Michelle Vukovich, Quantico’s director of Semper Fit and recreation for MCCS, spent most of last week conducting these same assessments as part of the HBI team that visited Marine Corps Air Ground Combat Center Twentynine Palms, Calif. She was one of three members of the subgroup that focused on health and wellness. As they do at every participating base, a total of six of these subgroups each examined an area of focus. These also included physical activity, tobacco use, children’s health, food options and physical environment.
“Twentynine Palms, from my perspective, already had good practices in place, but does everyone think there’s always room for improvement? Of course,” Vukovich said.
She noted that 10 percent of the defense budget is spent on health care, with much of that expenditure stemming from obesity and tobacco use. While active duty Marines generally don’t have obesity issues, they do smoke, and they also may lose their healthy habits after leaving the service.
“Where the problem lies in the future is with our retired population,” she said. “How do we create a culture so that when you retire from the armed services you want to continue with a healthy lifestyle?”
Meanwhile, service members’ families tend to have the same health issues as the population at large. This cuts not only into the budget, but also into future recruiting. Twenty-seven percent of potential military candidates can’t meet the weight qualifications to join, and Vukovich noted that many Marines are recruited from families that are in the service.
This is one reason children are a focus of the study. Another is that they’re impressionable.

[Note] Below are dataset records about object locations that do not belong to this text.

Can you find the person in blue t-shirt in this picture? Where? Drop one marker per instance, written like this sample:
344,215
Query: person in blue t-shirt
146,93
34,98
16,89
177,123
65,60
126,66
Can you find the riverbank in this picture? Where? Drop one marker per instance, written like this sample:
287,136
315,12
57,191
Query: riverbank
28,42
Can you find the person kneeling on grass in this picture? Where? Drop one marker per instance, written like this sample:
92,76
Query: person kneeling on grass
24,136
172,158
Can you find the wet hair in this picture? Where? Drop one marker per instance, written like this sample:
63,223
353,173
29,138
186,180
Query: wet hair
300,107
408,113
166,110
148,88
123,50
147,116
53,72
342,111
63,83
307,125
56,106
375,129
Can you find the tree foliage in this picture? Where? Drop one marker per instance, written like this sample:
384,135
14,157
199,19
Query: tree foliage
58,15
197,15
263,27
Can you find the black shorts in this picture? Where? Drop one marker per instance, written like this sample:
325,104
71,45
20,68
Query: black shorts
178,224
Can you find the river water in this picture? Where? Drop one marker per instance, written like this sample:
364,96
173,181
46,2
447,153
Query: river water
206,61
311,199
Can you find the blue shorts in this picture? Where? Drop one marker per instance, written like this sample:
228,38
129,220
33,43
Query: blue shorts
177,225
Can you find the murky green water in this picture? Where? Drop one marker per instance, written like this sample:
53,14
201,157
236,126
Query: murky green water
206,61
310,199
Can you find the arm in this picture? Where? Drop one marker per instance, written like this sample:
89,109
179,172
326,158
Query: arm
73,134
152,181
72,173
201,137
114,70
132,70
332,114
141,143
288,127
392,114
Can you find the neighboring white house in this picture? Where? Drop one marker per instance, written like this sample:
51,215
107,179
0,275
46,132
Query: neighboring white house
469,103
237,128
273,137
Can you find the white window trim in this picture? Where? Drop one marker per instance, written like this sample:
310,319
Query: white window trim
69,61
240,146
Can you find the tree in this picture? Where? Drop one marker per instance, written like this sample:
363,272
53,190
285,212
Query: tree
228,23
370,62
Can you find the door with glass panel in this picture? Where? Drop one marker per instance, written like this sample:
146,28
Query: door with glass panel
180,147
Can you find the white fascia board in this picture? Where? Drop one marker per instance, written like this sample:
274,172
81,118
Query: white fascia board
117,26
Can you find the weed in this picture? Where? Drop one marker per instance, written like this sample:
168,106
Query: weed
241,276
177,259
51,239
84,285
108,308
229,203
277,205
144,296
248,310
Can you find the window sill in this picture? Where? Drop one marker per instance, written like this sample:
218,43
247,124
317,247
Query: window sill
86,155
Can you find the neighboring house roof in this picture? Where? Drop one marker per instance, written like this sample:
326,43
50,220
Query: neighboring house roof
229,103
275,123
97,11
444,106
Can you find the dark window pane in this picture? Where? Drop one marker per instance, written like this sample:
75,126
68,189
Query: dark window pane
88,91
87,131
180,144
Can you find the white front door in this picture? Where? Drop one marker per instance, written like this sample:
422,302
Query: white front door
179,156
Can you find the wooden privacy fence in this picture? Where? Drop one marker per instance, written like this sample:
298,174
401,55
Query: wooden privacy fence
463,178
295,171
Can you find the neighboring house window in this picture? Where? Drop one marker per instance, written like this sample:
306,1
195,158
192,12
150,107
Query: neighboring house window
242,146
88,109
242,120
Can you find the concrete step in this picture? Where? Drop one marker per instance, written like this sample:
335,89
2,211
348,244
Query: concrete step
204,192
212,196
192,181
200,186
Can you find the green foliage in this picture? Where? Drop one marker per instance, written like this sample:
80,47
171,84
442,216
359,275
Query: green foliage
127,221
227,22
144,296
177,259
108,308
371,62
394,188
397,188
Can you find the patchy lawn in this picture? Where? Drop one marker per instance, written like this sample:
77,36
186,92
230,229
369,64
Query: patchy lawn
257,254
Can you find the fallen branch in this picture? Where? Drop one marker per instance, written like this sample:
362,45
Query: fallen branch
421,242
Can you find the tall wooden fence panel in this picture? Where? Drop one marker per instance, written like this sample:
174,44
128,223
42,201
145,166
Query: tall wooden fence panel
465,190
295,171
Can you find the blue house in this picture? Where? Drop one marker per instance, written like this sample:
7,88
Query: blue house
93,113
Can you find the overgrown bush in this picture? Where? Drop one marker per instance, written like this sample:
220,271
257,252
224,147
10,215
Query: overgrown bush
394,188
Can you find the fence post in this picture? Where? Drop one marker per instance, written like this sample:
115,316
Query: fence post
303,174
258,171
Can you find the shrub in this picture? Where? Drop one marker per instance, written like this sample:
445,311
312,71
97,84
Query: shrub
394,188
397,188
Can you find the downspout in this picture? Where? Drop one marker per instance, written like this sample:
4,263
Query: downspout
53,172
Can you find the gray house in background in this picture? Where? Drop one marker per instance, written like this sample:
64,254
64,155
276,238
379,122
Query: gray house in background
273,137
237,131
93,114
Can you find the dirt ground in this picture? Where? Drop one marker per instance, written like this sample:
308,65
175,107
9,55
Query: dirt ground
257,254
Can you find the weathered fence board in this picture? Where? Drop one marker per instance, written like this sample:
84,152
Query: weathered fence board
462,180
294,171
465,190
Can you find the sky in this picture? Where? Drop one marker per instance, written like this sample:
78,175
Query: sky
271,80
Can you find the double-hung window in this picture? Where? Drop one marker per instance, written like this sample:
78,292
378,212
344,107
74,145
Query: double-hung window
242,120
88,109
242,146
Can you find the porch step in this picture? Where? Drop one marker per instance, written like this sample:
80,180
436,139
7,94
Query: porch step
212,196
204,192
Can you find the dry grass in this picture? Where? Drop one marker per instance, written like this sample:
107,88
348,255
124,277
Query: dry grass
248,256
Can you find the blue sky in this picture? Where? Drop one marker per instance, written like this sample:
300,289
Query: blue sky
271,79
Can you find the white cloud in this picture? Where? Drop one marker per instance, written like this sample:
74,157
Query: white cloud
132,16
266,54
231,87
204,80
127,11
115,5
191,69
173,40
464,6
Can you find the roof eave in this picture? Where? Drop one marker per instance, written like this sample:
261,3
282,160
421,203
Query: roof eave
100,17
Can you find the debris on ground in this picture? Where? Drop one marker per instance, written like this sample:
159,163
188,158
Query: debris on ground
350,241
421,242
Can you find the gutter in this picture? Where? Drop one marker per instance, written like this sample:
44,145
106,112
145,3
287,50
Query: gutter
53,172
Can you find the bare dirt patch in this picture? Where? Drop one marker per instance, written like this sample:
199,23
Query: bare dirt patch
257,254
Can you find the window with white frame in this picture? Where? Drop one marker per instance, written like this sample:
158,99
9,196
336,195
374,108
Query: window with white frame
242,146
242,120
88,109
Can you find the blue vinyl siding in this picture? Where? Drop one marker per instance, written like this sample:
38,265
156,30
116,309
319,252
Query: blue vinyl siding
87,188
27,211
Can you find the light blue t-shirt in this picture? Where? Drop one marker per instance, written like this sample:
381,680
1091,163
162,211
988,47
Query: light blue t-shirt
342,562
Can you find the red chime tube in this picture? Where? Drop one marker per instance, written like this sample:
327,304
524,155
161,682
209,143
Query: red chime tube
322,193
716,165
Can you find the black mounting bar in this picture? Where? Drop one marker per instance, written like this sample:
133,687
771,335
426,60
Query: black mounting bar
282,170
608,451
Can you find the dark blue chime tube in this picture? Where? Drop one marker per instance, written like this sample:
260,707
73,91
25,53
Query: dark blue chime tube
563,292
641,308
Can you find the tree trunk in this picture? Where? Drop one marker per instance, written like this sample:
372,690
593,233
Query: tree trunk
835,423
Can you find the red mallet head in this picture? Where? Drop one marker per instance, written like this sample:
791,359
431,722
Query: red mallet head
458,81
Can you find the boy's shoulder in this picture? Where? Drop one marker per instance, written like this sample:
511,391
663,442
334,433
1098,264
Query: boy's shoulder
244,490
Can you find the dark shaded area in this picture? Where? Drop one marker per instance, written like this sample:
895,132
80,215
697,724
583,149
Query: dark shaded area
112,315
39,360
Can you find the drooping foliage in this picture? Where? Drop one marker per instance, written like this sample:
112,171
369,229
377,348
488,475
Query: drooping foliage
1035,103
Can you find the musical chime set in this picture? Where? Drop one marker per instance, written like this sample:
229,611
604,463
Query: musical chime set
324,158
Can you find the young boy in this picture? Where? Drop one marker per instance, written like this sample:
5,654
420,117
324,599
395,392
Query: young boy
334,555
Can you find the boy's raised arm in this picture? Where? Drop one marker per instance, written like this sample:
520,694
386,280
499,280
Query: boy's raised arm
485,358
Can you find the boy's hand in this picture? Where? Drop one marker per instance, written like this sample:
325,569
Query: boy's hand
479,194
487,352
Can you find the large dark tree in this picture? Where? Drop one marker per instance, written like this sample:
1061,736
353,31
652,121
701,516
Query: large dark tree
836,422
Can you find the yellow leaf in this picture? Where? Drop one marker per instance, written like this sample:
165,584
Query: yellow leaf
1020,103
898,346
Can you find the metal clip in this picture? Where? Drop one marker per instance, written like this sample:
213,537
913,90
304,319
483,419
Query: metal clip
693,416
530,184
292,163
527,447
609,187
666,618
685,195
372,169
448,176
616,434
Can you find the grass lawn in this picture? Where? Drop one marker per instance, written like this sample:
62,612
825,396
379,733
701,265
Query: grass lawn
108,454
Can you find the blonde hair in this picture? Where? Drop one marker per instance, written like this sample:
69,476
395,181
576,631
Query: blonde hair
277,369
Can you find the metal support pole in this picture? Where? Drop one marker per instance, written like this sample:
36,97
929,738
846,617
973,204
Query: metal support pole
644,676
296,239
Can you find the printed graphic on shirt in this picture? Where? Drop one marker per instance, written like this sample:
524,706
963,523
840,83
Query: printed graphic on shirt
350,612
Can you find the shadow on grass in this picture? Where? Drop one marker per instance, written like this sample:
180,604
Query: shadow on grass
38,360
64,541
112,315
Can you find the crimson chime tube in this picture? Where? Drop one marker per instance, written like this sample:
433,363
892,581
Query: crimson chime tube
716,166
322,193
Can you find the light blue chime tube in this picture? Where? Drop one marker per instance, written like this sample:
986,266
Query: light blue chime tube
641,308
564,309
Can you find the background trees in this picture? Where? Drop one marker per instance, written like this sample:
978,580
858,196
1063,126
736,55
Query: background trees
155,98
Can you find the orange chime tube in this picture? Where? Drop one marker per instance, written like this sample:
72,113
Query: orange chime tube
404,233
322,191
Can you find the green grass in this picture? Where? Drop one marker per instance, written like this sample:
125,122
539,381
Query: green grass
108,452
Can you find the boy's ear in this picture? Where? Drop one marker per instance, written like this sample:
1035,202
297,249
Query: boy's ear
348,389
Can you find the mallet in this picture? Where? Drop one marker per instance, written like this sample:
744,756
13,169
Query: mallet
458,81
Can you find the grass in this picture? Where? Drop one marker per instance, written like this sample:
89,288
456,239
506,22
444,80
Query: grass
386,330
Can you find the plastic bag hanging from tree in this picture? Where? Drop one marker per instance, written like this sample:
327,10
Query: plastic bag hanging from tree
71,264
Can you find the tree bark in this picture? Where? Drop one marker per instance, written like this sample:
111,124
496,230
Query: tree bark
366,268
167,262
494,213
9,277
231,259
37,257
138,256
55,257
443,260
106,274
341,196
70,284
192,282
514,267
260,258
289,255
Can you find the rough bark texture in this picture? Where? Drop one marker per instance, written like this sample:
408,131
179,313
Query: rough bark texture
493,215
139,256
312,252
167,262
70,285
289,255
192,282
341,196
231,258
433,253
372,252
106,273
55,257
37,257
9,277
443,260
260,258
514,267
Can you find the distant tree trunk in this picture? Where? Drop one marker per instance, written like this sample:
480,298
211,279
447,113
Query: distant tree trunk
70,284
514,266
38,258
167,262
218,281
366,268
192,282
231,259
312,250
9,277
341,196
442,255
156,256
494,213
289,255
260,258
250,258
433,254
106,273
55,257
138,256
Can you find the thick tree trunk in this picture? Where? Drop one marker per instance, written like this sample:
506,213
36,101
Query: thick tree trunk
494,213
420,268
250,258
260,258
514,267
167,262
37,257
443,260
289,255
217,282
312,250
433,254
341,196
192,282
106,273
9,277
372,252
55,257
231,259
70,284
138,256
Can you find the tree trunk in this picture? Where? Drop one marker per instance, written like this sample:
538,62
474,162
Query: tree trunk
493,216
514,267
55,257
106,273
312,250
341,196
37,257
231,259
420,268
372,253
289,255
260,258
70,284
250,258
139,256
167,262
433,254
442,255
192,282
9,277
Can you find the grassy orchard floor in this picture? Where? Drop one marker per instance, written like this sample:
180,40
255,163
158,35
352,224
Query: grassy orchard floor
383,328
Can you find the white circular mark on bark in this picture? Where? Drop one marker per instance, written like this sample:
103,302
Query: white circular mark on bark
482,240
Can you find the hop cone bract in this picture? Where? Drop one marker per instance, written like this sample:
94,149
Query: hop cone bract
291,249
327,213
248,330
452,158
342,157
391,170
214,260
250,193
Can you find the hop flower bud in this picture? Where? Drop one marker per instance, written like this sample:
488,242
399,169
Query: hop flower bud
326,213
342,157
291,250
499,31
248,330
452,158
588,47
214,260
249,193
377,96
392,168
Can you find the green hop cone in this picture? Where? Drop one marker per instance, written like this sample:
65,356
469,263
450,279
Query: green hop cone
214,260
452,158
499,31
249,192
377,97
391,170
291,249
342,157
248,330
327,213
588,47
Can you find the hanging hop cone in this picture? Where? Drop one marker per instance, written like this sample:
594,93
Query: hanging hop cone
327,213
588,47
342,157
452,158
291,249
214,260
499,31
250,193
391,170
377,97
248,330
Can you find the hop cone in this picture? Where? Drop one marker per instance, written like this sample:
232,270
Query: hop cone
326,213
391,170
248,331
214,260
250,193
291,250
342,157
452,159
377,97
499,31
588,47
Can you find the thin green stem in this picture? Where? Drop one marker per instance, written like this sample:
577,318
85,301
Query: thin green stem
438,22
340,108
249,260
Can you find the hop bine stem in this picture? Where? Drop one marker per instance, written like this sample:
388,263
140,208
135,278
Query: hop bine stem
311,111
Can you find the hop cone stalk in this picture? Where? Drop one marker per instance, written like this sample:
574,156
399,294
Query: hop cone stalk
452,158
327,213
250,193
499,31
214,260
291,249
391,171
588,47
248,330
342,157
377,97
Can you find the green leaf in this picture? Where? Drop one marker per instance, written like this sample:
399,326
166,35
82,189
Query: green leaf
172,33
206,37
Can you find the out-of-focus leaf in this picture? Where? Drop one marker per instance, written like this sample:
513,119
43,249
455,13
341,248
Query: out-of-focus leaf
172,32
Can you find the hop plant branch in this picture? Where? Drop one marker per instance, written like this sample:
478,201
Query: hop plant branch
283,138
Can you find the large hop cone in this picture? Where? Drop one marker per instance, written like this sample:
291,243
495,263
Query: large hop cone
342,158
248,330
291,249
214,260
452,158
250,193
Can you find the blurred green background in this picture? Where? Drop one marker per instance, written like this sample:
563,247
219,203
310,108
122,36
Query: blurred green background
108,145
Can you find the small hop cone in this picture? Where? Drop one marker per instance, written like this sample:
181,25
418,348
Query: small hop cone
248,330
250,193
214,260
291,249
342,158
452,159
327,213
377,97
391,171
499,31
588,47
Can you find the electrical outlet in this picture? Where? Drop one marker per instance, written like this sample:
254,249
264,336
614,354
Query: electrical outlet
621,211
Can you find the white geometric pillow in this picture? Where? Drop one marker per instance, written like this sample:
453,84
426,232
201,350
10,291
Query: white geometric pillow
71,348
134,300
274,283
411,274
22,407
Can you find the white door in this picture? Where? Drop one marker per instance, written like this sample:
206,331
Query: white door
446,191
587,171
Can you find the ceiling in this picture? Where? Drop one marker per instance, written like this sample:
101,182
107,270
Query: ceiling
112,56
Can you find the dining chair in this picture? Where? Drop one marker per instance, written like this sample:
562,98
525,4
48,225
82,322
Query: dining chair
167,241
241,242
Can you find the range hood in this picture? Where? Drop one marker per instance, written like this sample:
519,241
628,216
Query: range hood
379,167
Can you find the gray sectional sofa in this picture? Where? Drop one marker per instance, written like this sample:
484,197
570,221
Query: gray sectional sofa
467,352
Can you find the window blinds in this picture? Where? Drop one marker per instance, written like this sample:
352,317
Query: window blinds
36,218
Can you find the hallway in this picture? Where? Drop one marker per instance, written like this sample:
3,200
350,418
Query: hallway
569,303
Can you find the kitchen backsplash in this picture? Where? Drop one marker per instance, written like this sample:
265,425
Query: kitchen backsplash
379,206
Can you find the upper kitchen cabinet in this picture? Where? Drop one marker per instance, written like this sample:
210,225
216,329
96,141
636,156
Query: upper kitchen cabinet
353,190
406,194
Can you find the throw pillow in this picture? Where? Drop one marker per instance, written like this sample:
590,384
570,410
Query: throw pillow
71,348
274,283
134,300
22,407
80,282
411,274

“Practices we adopt when we’re young are practices we carry over when we’re older into our retirement years,” she said.
About two months after each base’s assessment, the team will return to deliver a brief, identifying the installation’s best practices and some approaches they’ve discovered elsewhere that the base could put to use, Vukovitch said. They’ll also come up with ways to measure the success of these efforts, and about a year later, they’ll return to measure their success. It’s a way of testing the best practices they identify.
However, Hicks cautioned, “Along with this comes no money.” Implementing new practices “is going to be a challenge based on the budget challenges we have right now.”
But she said she welcomes the opportunity to improve. “We’re always trying to refine and do better.”
“It’s an opportunity to showcase what we do well and be open to programs that would improve what we already do,” said Vukovich.